Manufacturing Innovation Hub for Apparel, Textiles + Wearable Tech
- Formation: December 2014; 11 years ago
- Founder: Bob Bland
- Purpose: Business incubator
- Location: Brooklyn;
- Coordinates: 40°39′34″N 74°00′16″W﻿ / ﻿40.65944°N 74.00444°W
- Region served: US
- Affiliations: Advanced Functional Fabrics of America (2016)
- Website: brooklynmanufacturing.com

= Manufacturing Innovation Hub for Apparel, Textiles and Wearable Tech =

Manufacturing Innovation Hub for Apparel, Textiles + Wearable Tech (also known as Manufacture New York) is a business incubator in Brooklyn.

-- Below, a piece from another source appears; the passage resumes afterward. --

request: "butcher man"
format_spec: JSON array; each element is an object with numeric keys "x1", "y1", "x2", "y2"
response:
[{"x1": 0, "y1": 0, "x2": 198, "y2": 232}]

It is housed on the fifth floor of Storehouse No. 2, U.S. Navy Fleet Supply Base, at 850 Third Avenue owned by the City of New York, which has been renamed to Liberty View Industrial Plaza.

The incubator offers 1,500 to 30,000 square foot spaces for manufacturing startups and is operated by Manufacture New York, a private company, since December 2014.

The project was the idea of Bob Bland, a New York fashion designer who secured a $50,000 grant from the U.S. Small Business Administration to found Manufacture New York and locate an incubator space in the city.

In 2016, the Brooklyn Innovation Hub became a member of Advanced Functional Fabrics of America.